The issue is small packet performance. You can isolate it pretty easily with netperf TCP_RR. In order to send a packet, the hypervisor needs to switch from the guest, to the hypervisor, and in the case of Xen, to domain-0. These switches are very expensive.
Normally, you don't notice this because almost all I/O in hypervisors is done with a data structure known as a lockless ring-queue. These data structures are extremely efficient at batching requests in such a way as to minimize the overhead of world switching by trying to never do it.
But TCP_RR is the pathological test case for this. No matter how smart the data structure is, you still end up taking one exit per packet. In particular, with small packets, you've got multiple world switches to move a very small number of bytes (usually around 64).
There are ways to improve this (using things like adaptive polling) but this is still an area of active development. I don't follow Xen too closely any more but we've got quite a few new things in KVM that help with this and I would expect dramatic improvements in the short term future.
- EC2 will dynamically adjust your CPU share as you try and use it, so you will _not_ get consistent results over any short period.
- EC2 is subject to other people's loads, which may be IO, CPU or network bound.
Going from there:
- Xen is slower any time you need dom0/domU coordination - it wouldn't surprise me to learn that there's some sort of coordination happening in accept() to tag the session through the upper dom0 firewalls.
- You don't describe what your backlog is on the listening socket, but you should make sure you're accepting as many as you can during your CPU share on EC2 -- your slice _will_ be interrupted at inopportune times.
Finally, EC2 is _lousy_ performance-wise, especially w/r/t disk IO - it doesn't sound like it, but if you're logging to disk after accept(), this could be the killer.
Tangentially -- you _might_ get better accept() performance if you turn ON syncookies, as then the handshake occurs basically at the kernel, and the accept() is only relevant _after_ the handshake is done. It's a bit hacky, but with _large_ numbers of connections, it can improve your performance a bit.
Thanks for the suggestions, here's some clarifications:
* I clarified what hardware I've tested in a comment (see below).
* I've run tests with my server ranging from 10 sec up to 10 minutes. They're consistently bad unfortunately.
* Interesting what you say about dom0/domU. I'm no Xen guru, but the culprit is probably something like that. I've been using a backlog of 1024 for the server tests (set both in Java land and sysctl.conf). The netperf are all defaults, both in terms of run time and backlog. Was actually trying to monitor the backlog somehow, but I'm not sure that's even possible in Linux?
* The server isn't doing anything disk IO-bound so this shouldn't be the case.
* syncookies seems like a good idea, I will definitely try that along with a lot bigger backlog and see if it makes any difference. I'll also try and see if netperf can be tweaked as well to provide a better, isolated test case.
Writing this off as Xen overhead would be such a shame, virtualization should not cause this much overhead. I'll continue investigating!

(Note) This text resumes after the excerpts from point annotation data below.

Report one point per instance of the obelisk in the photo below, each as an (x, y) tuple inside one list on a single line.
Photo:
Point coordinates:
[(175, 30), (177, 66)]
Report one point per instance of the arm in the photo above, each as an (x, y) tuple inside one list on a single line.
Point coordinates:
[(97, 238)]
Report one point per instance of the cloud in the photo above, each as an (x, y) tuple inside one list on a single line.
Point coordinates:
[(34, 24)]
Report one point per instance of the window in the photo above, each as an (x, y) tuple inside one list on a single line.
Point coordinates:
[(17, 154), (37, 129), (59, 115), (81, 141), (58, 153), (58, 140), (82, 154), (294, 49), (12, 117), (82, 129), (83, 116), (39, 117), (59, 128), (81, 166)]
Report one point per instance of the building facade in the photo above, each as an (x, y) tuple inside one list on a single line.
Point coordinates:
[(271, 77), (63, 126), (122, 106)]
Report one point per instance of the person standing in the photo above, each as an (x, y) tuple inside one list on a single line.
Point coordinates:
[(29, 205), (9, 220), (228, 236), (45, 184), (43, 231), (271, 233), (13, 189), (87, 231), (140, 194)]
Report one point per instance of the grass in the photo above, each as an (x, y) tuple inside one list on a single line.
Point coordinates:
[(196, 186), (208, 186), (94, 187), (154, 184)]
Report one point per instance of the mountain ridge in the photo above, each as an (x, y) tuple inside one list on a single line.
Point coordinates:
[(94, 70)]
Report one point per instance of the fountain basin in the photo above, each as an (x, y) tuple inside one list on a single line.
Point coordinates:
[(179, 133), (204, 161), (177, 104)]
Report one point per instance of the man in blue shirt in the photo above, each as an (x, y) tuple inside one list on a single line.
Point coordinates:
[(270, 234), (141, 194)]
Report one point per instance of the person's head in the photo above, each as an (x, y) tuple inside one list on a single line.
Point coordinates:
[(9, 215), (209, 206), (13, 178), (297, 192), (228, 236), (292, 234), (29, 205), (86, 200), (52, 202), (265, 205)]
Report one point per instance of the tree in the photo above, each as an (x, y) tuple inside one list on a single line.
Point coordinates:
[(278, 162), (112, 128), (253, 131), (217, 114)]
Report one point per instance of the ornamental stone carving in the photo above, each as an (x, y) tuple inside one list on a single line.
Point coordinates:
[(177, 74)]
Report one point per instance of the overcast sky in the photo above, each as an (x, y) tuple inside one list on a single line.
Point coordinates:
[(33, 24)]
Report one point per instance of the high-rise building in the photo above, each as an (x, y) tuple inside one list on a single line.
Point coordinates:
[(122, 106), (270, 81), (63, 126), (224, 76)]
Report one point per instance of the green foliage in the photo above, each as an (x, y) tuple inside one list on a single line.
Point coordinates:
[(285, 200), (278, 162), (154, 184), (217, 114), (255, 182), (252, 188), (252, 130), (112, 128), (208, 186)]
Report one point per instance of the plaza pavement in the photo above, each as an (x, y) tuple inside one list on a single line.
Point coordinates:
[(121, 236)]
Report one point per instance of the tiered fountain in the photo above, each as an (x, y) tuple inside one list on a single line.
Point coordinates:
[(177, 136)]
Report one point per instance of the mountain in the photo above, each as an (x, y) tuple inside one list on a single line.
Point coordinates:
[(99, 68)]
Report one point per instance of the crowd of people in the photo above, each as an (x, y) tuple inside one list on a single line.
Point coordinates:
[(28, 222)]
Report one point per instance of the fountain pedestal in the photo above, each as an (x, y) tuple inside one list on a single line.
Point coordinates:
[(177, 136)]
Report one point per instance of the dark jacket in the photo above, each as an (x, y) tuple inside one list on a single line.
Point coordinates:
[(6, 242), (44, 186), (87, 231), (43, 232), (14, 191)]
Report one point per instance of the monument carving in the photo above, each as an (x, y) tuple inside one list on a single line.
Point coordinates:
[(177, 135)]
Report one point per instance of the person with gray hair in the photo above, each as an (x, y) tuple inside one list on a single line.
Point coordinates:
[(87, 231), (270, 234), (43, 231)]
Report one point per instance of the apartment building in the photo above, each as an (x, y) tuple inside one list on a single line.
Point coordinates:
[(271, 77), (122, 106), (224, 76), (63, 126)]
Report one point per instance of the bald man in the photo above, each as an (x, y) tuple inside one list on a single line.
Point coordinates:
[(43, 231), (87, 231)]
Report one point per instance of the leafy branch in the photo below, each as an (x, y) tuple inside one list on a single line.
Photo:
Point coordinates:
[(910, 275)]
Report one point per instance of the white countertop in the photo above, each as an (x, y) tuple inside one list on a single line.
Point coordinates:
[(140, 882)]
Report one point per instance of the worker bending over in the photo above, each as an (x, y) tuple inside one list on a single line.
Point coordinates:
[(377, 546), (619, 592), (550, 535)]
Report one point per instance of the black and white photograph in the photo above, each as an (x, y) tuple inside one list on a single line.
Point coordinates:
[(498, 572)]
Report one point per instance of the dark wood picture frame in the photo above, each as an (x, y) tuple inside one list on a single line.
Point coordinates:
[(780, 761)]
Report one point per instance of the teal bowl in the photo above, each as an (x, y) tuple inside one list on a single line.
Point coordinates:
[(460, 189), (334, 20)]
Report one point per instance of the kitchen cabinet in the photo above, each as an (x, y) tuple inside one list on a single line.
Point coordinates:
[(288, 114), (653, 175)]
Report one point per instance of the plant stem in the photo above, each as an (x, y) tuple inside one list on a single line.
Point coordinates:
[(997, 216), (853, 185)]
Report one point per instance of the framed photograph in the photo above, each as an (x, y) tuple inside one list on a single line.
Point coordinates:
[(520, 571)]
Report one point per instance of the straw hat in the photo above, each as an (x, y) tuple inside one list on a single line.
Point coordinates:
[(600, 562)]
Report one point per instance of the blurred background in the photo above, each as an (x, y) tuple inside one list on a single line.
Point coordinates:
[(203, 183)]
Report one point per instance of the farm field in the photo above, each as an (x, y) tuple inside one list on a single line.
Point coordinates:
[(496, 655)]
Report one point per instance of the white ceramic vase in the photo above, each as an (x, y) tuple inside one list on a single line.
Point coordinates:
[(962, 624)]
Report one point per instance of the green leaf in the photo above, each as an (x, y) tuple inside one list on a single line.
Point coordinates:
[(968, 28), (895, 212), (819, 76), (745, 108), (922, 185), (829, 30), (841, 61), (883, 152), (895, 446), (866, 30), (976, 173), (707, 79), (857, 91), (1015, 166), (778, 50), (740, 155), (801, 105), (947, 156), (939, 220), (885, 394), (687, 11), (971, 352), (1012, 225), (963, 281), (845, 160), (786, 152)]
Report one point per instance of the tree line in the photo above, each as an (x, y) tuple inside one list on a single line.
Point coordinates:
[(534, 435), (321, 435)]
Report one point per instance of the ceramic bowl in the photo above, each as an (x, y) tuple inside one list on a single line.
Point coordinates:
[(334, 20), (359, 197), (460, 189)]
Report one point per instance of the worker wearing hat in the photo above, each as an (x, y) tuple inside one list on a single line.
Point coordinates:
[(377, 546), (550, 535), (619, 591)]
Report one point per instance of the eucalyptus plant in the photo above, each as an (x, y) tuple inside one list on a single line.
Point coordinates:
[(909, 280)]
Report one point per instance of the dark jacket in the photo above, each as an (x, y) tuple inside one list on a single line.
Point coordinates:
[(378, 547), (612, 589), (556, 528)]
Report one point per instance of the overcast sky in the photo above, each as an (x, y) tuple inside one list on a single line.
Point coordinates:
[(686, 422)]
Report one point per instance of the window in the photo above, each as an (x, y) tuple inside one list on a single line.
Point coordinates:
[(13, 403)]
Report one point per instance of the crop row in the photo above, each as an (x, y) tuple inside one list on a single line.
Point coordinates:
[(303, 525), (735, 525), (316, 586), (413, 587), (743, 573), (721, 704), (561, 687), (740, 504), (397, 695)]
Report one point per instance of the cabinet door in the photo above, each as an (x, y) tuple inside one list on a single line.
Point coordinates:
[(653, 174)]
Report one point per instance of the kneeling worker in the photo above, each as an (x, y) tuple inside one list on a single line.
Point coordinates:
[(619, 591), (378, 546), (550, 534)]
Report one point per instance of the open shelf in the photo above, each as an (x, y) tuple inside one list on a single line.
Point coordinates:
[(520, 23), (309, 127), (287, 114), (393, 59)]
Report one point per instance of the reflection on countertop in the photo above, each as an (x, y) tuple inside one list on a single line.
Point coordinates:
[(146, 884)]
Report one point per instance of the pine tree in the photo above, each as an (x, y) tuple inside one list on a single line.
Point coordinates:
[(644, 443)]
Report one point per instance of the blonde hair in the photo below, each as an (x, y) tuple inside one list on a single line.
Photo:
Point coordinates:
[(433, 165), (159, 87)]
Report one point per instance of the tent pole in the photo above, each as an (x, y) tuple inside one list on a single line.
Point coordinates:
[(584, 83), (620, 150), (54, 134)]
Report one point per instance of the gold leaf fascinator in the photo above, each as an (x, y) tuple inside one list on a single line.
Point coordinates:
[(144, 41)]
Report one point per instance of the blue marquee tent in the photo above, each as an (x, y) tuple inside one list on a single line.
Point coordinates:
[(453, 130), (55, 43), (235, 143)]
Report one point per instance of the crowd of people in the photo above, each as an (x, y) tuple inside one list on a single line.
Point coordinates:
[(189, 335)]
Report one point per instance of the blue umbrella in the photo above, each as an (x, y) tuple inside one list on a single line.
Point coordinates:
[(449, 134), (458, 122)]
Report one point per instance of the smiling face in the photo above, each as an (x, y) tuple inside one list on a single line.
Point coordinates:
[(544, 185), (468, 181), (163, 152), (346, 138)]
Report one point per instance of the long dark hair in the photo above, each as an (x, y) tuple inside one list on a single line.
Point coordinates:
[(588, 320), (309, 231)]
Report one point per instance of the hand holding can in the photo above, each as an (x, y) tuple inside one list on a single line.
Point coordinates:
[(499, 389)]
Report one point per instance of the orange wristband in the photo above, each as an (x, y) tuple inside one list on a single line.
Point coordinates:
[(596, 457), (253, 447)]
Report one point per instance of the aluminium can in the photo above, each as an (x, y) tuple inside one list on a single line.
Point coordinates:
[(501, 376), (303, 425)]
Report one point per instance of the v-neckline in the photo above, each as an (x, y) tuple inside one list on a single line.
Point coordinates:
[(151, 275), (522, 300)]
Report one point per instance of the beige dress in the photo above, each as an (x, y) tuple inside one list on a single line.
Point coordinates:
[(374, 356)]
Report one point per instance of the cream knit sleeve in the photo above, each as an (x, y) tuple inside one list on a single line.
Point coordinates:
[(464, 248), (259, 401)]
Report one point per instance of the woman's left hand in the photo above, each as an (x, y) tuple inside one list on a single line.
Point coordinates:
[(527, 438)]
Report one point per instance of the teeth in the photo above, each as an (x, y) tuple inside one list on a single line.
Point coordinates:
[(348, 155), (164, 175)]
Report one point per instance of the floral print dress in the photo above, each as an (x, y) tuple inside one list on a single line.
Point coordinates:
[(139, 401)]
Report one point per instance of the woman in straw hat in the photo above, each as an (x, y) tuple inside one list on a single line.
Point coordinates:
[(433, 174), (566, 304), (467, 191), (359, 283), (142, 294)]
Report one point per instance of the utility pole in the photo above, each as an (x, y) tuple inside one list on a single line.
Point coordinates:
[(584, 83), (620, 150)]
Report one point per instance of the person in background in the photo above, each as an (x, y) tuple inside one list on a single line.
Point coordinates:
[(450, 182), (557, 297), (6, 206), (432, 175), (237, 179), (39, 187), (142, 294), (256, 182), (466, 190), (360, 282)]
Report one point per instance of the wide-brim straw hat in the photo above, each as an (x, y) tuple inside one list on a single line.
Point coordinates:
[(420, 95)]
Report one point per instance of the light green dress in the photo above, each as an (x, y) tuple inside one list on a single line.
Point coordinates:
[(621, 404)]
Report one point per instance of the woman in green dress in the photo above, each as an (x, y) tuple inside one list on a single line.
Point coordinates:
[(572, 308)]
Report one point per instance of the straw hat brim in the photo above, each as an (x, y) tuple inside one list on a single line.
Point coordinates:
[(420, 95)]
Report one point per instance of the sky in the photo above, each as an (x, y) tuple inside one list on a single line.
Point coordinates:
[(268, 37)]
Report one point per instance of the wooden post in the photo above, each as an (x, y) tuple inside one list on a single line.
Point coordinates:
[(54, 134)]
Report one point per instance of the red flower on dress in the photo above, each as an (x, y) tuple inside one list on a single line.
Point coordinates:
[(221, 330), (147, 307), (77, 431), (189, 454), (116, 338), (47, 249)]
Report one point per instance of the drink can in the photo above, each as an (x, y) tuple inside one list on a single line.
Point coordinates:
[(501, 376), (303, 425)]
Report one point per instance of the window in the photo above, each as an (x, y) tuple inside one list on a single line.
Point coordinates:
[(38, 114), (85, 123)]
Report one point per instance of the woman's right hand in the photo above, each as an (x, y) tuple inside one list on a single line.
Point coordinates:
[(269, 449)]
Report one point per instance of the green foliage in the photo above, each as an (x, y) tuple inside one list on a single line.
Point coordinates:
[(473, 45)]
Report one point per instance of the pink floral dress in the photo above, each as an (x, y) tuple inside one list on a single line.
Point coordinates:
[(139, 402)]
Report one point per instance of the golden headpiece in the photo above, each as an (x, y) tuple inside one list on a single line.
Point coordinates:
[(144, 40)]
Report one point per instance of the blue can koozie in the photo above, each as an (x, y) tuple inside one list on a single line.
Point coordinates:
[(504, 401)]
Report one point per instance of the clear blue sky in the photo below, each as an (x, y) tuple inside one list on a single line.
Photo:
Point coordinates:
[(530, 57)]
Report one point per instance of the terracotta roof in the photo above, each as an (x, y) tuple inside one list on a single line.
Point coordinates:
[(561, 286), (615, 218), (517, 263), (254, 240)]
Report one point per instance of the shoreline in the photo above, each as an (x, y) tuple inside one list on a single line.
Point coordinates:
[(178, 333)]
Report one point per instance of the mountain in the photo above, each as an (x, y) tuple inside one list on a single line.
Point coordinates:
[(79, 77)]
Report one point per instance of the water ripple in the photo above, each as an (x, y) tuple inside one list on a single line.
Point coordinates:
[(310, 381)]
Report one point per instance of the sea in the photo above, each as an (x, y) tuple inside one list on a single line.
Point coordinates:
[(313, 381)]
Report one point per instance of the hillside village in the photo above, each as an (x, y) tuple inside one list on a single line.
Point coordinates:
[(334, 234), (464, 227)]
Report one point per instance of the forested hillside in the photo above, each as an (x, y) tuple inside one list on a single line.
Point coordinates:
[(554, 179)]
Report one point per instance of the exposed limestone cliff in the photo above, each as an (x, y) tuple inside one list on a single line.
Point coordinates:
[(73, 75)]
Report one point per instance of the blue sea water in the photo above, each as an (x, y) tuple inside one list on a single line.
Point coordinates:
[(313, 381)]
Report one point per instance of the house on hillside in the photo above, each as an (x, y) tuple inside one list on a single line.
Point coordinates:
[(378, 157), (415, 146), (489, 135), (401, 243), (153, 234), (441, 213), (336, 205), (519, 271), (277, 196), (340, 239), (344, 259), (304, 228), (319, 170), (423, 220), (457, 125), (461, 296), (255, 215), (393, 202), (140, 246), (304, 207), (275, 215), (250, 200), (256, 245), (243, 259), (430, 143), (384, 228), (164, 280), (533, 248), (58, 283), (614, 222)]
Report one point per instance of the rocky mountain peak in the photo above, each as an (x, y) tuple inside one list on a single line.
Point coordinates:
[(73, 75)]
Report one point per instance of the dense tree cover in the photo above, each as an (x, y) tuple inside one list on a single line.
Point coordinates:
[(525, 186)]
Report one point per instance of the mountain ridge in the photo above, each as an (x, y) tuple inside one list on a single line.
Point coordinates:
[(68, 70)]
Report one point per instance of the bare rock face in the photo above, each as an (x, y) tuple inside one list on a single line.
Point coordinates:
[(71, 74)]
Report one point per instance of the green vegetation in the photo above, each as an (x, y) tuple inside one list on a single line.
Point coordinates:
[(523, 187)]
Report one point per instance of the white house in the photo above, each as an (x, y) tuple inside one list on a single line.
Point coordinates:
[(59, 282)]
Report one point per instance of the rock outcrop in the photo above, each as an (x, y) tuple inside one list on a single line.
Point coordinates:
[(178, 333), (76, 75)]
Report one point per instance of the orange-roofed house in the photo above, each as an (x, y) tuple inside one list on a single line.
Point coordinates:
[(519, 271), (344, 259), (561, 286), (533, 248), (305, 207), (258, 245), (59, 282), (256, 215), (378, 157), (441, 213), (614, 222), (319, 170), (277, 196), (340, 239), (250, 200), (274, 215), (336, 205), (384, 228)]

OTOH, what you will be trading off with syncookies, is that they subtly violate the TCP standard, and especially this will be a problem with the "server talks first" connections (like [E]SMTP, SSH): if your third ACK of the three way handshake gets lost on the way from client to the server, the canonical TCP implementation would have retransmitted the SYNACK from the server side. Except that the whole point of the syncookies is not to keep the state on the server side, i.e. there is nothing that can at all retransmit the SYNACK.
The HTTP, being by nature "client talks first" protocol, hides this problem (the ACK for the SYNACK will be effectively retransmitted because it will be part of the data segment), but I thought it might be useful to remind that turning syncookies on by default is not the standard modus operandi.
* On EC2 I've tried the c1.xlarge and the giant cc1.4xlarge. With cc1.4xlarge, I saw maybe a ~10% increase accept() rate.
* Two separate, virtualized servers at the office.
* A private, virtualized server on Rackspace was briefly tested as well.
A compilation of netperf results are available at https://gist.github.com/985475
Change the interrupt cpu affinity to split network interrupts over multiple cores. See:
I tried enabling RPS/RFS, which to my understanding, did this; load balance the interrupt handling among multiple cores. With this enabled, I saw little to no difference in connection rate.
But then again I'm guru, I might as well double check this.
Updated my little "action plan" in the original Serverfault question with this info.
This raises a few interesting cases in which the behavior of irqbalance may be non-intuitive. Most notably, cases in which a system has only one cache domain. Nominally these systems are only single cpu environments, but can also be found in multi-core environments in which the cores share an L2 cache. In these situations irqbalance will exit immediately, since there is no work that irqbalance can do which will improve interrupt handling performance.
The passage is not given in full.